No messianismo como Benjamin o entende (ou melhor, inventa), a questão não é alcançar a salvação de um indivíduo excepcional, de um profeta enviado pelos deuses: o “Messias” é coletivo, já que a cada geração foi dada “uma fraca força messiânica”, que deve ser exercida da melhor maneira possível.

V – De todos os autores da teoria crítica, Benjamin foi o mais apegado à luta de classes como princípio de compreensão da história e transformação do mundo. Como escreveu nas teses de 1940, a luta de classes “está sempre presente para o historiador formado pelo pensamento de Marx”. De fato, ela está sempre presente em seus textos, como elo essencial entre o passado, o presente e o futuro, e como lugar da unidade dialética entre teoria e prática. Para Benjamin, a história não aparece como um processo de desenvolvimento das forças produtivas, mas como um combate até a morte entre opressores e oprimidos. Rejeitando a visão evolucionista do marxismo vulgar, que percebe o movimento da história como uma acumulação de “conquistas”, ele insiste nas vitórias catastróficas das classes reinantes.

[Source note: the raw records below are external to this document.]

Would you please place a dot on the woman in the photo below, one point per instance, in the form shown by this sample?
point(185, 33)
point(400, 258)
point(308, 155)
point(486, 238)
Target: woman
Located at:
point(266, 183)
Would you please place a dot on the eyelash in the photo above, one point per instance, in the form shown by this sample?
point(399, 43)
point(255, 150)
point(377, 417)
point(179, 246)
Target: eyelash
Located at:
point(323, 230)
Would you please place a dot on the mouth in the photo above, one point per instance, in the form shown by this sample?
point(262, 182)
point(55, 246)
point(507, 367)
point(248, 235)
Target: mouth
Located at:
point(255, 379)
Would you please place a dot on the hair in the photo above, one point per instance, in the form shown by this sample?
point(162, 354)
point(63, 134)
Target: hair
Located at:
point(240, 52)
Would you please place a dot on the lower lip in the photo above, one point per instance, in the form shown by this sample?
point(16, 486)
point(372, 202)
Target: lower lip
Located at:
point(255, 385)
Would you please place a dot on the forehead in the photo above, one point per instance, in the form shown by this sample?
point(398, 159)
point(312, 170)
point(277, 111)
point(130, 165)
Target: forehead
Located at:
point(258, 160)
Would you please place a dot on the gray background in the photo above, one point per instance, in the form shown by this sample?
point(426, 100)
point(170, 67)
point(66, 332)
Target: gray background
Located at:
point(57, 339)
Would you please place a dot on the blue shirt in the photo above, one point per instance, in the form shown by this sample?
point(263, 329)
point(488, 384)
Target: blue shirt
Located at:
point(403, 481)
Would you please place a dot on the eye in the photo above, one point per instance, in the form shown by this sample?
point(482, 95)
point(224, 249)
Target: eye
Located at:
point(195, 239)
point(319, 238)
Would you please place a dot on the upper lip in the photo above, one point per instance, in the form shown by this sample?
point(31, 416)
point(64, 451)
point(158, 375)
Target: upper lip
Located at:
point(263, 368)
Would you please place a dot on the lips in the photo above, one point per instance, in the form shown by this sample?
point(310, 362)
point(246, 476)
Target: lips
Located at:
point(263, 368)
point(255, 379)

Ao contrário da maioria dos outros membros da Escola da Frankfurt, Benjamin apostou – até seu último suspiro – nas classes oprimidas como força emancipadora da humanidade. Profundamente pessimista, mas nunca resignado, considera a “última classe subjugada” – o proletariado – aquela que, “em nome das gerações vencidas, leva a cabo a obra de libertação” (Tese XII). Apesar de não compartilhar o otimismo míope dos partidos do movimento operário sobre sua “base de massa”, ele vê nas classes dominadas a única força capaz de derrubar o sistema de dominação.

VI – De todos os pensadores da teoria crítica, Benjamin era talvez o mais obstinadamente fiel à ideia marxiana de revolução. Na verdade, contrariando Marx, ele a definiu não como “locomotiva da história”, mas como interrupção de seu curso catastrófico, como ação salvadora de uma humanidade que puxa o freio de emergência. Mas a revolução social permanece o horizonte de sua reflexão, o ponto de fuga messiânico de sua filosofia da história, a pedra angular de sua reinterpretação do materialismo histórico.

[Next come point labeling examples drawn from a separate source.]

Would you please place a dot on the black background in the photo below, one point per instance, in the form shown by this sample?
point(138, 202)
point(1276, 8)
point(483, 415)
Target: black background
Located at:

Apesar das derrotas do passado – desde a revolta dos escravos liderada por Espártaco na Roma antiga até o levante do Spartakusbund de Rosa Luxemburgo, em janeiro de 1919 – “a revolução como Marx a concebeu”, o “salto dialético”, ainda é possível (Tese XIV). Sua dialética consiste em realizar, graças a “um salto de tigre no passado”, uma irrupção no presente, no “tempo de hoje” (Jetztzeit).

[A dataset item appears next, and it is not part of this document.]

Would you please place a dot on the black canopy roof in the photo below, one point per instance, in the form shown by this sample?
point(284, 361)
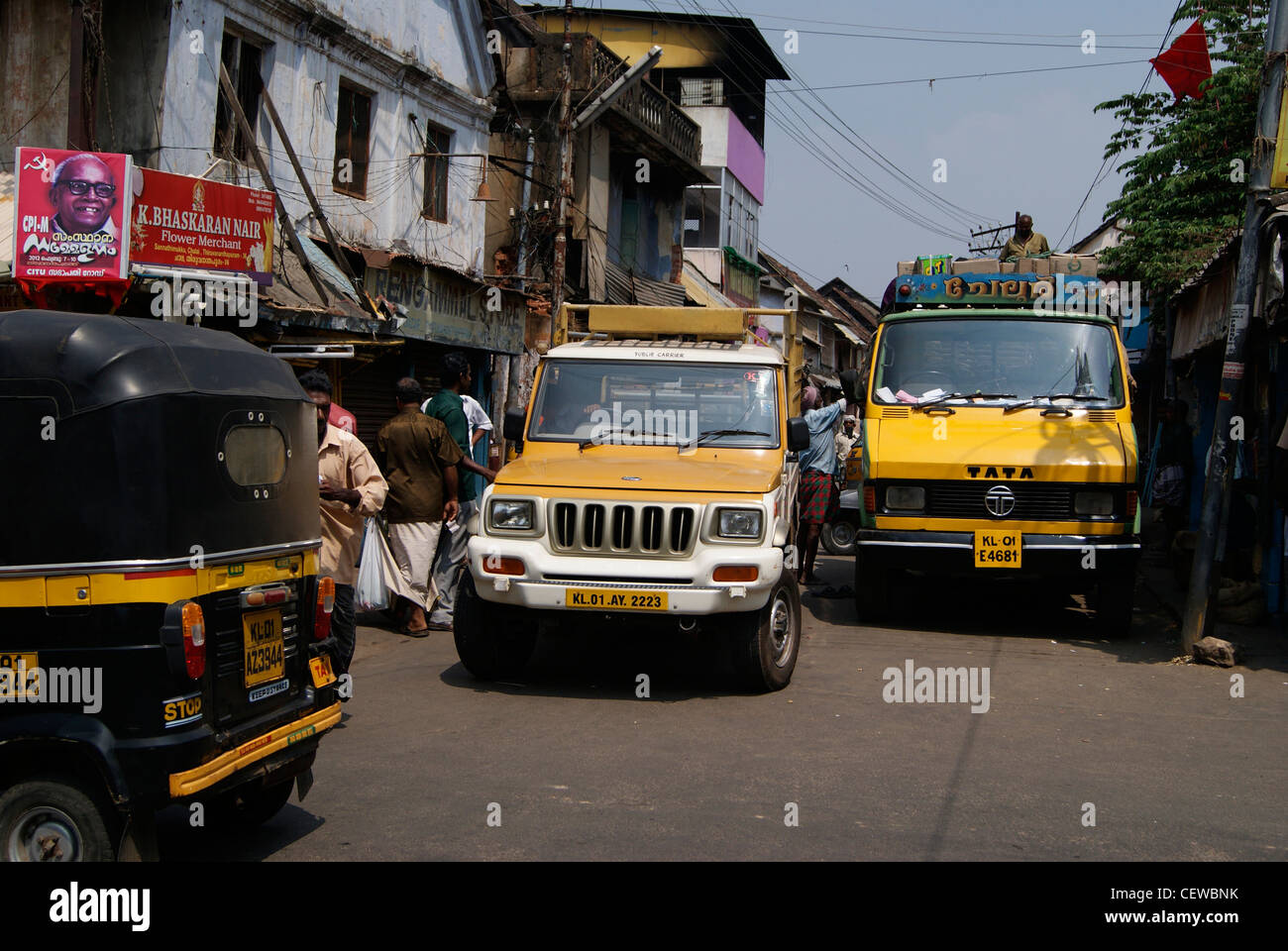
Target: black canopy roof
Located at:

VII – O pensamento de Benjamin está profundamente enraizado na tradição romântica alemã e na cultura judaica da Europa Central e responde a uma conjuntura histórica precisa, a da época das guerras e das revoluções que vai de 1914 a 1940. E, no entanto, os temas principais de sua reflexão e, em particular, suas teses “Sobre o conceito de história” são de uma universalidade admirável: eles nos fornecem ferramentas para compreender realidades culturais, fenômenos históricos, movimentos sociais em outros contextos, outros períodos e outros continentes. Mas, em última análise, isso vale também para toda a teoria crítica.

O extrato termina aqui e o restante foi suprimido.